Speaker
Silvia Borghi
(University of Glasgow)
Description
LHCb is a dedicated experiment to study new physics in the decays of beauty and charm hadrons at the Large Hadron Collider (LHC) at CERN. The beauty and charm hadrons are identified through their flight distance in the Vertex Locator (VELO), and hence the detector is critical for both the trigger and offline physics analyses.
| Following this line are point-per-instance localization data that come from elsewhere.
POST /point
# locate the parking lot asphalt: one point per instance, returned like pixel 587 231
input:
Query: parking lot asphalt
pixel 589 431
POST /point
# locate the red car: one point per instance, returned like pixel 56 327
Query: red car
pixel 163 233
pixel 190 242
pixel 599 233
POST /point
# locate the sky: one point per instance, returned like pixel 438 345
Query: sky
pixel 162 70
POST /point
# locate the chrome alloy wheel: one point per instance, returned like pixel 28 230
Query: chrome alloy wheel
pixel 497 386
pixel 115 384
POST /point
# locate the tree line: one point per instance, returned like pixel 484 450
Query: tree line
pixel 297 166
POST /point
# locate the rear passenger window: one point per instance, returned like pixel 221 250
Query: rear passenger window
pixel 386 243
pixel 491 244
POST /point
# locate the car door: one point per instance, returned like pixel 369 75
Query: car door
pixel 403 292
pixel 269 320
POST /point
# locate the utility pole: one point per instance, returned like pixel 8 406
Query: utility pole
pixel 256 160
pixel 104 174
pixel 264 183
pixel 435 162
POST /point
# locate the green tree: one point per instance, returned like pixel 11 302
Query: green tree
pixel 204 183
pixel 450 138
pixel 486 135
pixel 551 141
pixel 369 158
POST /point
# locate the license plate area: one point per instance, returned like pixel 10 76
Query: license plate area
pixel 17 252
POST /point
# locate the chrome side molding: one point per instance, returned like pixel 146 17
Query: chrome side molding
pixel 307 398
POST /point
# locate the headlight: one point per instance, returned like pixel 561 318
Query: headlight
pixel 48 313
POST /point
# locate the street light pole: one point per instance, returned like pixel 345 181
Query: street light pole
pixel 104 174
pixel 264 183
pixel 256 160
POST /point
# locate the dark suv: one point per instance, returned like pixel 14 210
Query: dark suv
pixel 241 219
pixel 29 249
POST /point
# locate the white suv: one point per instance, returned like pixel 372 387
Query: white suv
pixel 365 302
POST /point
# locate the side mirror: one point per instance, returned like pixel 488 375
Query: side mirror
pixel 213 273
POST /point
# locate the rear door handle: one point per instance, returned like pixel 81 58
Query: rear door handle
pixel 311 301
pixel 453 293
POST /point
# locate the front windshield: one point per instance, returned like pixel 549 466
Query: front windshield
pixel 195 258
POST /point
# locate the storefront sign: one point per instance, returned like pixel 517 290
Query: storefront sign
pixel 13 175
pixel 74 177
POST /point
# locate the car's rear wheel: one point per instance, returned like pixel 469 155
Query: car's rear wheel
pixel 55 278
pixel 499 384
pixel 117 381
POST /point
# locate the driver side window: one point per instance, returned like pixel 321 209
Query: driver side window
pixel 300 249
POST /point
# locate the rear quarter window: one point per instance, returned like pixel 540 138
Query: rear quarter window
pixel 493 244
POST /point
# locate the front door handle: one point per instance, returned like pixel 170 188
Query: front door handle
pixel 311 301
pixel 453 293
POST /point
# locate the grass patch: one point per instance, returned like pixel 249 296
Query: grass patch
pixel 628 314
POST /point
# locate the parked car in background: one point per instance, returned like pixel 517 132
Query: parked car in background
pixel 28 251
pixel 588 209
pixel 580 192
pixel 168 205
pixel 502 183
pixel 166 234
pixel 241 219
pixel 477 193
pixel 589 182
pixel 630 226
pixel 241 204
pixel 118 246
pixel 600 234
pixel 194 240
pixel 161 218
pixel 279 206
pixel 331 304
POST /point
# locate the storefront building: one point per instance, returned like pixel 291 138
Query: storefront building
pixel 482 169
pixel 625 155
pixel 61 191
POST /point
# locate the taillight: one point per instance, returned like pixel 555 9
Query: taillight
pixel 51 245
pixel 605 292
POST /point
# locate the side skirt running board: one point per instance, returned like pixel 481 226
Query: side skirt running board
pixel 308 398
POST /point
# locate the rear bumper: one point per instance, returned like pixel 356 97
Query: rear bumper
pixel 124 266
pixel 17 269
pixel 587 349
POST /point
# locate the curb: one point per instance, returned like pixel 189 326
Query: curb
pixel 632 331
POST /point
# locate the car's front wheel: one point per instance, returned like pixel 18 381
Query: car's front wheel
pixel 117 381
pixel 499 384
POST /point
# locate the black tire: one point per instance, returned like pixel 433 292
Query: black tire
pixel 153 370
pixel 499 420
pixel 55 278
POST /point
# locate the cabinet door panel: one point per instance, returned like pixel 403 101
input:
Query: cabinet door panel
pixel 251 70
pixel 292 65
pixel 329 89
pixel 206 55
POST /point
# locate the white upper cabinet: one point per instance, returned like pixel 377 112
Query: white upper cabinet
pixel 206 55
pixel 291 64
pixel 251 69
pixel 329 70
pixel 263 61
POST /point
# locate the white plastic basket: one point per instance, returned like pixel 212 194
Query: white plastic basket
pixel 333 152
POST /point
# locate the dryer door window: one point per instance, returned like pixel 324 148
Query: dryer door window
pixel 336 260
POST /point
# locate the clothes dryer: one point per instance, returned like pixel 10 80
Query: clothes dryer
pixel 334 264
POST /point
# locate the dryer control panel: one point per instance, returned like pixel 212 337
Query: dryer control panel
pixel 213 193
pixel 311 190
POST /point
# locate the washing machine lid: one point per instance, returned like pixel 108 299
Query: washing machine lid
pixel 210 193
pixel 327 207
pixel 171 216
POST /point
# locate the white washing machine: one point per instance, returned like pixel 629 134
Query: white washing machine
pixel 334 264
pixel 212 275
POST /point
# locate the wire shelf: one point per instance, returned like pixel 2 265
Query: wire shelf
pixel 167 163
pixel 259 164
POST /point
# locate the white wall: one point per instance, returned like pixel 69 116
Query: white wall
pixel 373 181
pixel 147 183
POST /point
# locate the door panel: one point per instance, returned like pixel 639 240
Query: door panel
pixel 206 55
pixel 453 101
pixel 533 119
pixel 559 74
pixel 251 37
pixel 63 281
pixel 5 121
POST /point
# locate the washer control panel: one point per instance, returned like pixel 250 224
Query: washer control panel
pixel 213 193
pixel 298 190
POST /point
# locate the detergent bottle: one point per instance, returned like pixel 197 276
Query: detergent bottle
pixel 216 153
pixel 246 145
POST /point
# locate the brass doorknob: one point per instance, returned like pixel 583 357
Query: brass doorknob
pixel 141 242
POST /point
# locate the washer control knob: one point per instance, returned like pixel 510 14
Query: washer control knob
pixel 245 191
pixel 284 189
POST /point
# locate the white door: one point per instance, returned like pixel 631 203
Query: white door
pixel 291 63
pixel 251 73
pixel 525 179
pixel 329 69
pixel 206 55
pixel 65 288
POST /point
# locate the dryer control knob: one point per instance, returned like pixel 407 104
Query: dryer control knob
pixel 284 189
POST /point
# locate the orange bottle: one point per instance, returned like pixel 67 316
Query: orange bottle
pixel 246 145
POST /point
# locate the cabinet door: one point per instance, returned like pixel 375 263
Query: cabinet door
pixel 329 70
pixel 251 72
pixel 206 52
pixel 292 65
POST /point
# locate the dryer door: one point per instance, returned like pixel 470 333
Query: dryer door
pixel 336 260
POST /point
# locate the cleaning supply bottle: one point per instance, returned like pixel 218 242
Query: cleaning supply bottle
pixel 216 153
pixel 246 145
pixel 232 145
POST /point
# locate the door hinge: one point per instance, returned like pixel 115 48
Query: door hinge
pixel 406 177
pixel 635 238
The VELO is the silicon detector surrounding the interaction point, and is the closest LHC vertex detector to the interaction point, located only 7 mm from the LHC beam during normal operation. The detector will operate in an extreme and highly non-uniform radiation environment. The VELO consists of two retractable detector halves with 21 silicon micro-strip tracking modules each. A module is composed of two n+-on-n 300 micron thick half disc sensors with R-measuring and Phi-measuring micro-strip geometry, mounted on a carbon fibre support paddle. The minimum pitch is approximately 40 µm. The detector is also equipped with one n-on-p module. The detectors are operated in vacuum and a bi-phase C02 cooling system used. The detectors are readout with an analogue front-end chip and the signals processed by a set of algorithms in FPGA processing boards. The performance of the algorithms is tuned for each individual strip using a bit-perfect emulation of the FPGA code run in the full software framework of the experiment.
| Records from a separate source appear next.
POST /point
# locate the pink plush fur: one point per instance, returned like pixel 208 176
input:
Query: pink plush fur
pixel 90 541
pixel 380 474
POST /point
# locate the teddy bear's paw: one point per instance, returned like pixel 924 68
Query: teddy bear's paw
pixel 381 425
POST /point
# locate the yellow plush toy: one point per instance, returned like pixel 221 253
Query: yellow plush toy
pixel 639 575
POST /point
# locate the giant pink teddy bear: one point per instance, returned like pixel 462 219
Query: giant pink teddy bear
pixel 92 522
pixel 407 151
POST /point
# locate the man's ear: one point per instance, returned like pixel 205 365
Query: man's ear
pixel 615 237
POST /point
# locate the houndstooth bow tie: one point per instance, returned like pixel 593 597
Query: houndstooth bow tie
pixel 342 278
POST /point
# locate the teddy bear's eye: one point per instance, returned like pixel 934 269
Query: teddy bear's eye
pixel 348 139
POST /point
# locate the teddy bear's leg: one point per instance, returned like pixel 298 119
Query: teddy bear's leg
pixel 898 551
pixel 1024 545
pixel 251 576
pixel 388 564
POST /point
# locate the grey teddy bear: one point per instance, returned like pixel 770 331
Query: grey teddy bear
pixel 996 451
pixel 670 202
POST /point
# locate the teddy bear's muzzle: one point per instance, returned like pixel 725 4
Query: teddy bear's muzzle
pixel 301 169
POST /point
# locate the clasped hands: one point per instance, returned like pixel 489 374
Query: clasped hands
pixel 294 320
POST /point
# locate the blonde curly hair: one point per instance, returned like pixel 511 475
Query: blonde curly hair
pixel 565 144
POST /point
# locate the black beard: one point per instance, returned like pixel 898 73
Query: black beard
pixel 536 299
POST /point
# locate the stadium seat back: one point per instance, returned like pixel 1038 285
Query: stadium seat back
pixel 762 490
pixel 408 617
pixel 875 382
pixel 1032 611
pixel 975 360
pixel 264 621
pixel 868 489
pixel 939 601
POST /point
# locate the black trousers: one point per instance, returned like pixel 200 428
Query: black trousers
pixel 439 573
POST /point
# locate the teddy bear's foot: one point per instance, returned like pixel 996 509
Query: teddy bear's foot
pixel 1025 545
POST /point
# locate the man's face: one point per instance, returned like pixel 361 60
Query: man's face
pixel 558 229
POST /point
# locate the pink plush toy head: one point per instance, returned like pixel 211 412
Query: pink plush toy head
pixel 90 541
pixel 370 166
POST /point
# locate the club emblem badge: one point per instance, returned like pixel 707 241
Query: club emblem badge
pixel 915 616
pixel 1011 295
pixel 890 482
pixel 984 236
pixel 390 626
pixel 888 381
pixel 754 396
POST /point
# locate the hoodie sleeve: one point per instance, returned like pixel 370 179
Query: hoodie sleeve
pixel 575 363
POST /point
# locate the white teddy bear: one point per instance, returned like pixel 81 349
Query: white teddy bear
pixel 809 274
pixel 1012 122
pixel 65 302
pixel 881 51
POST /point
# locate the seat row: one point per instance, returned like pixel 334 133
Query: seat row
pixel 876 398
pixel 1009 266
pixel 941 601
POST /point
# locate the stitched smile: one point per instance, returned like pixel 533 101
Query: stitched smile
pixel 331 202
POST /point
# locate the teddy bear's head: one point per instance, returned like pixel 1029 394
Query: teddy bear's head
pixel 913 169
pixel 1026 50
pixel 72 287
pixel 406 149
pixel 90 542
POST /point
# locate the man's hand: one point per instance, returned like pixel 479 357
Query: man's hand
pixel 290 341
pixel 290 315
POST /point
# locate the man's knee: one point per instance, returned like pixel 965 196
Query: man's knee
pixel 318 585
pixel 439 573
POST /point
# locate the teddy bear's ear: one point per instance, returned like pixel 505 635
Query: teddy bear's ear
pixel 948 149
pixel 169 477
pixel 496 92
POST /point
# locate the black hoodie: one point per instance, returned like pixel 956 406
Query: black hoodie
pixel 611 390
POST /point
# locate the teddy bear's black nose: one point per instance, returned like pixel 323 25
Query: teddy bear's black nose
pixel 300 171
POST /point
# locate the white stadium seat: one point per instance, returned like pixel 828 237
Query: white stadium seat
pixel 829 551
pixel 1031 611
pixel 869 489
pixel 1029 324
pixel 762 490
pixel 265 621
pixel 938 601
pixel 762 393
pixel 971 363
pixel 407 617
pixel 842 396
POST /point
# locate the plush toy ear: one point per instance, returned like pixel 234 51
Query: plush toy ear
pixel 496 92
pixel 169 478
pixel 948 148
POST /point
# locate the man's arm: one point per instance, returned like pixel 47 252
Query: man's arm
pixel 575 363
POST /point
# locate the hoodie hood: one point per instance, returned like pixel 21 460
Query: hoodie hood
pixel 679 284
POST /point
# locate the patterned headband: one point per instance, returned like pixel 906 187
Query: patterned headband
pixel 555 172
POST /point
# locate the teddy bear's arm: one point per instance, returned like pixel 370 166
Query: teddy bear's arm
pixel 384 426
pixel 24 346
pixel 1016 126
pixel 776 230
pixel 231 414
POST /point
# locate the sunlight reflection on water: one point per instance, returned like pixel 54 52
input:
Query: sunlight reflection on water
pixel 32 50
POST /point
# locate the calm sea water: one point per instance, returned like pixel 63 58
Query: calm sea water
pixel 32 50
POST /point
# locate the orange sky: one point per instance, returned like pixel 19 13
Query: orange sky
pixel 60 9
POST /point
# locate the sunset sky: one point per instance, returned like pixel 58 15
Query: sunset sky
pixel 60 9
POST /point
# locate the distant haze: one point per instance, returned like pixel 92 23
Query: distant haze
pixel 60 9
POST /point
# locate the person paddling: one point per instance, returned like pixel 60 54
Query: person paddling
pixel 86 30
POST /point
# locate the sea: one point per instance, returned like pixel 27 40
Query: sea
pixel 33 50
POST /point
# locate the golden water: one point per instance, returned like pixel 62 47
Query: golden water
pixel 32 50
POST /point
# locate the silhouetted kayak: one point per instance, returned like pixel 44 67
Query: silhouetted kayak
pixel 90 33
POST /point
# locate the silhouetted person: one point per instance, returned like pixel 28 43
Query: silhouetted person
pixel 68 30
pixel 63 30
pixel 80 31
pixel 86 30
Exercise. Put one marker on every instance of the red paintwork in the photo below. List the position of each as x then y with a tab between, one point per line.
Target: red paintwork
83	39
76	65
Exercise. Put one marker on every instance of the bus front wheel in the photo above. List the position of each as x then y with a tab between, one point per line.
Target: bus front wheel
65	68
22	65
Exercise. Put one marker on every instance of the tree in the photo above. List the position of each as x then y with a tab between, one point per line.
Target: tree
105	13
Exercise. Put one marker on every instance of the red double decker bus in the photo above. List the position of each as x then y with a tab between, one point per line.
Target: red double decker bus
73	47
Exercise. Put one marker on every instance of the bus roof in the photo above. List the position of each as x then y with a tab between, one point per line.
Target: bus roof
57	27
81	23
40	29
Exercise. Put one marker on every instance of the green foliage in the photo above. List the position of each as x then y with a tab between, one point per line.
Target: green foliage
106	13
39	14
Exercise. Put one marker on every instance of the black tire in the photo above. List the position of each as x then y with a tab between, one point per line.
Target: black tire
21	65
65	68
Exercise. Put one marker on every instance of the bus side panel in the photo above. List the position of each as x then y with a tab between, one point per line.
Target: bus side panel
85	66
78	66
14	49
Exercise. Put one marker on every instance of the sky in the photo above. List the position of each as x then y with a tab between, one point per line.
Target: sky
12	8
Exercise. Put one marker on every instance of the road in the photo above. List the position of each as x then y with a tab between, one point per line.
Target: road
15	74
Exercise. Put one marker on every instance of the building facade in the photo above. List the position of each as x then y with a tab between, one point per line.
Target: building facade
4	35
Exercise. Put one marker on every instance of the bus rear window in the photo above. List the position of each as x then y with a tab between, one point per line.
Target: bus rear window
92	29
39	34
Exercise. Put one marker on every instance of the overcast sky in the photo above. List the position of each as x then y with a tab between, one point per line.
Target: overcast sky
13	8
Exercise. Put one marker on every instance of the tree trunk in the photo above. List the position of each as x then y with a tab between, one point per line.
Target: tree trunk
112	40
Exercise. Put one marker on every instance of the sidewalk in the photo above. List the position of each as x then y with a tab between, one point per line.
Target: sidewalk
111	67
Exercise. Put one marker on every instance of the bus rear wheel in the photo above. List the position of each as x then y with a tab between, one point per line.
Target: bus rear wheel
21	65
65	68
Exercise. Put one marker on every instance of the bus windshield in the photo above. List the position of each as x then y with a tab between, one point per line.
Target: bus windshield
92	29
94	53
The VELO has been commissioned and successfully operated during the initial running period of the LHC. The detector has been time aligned to the LHC beam to within 2 ns, and spatially aligned to 4 µm. The halves are inserted for each fill of the LHC once stable beams are obtained. The detector is centred around the LHC beam during the insertion through the online reconstruction on the primary vertex position. Preliminary operational results show a signal to noise ratio of 20:1 and a cluster finding efficiency of 99.6 %. The small pitch and analogue readout, result in a best single hit precision of 4 µm having been achieved at the optimal track angle.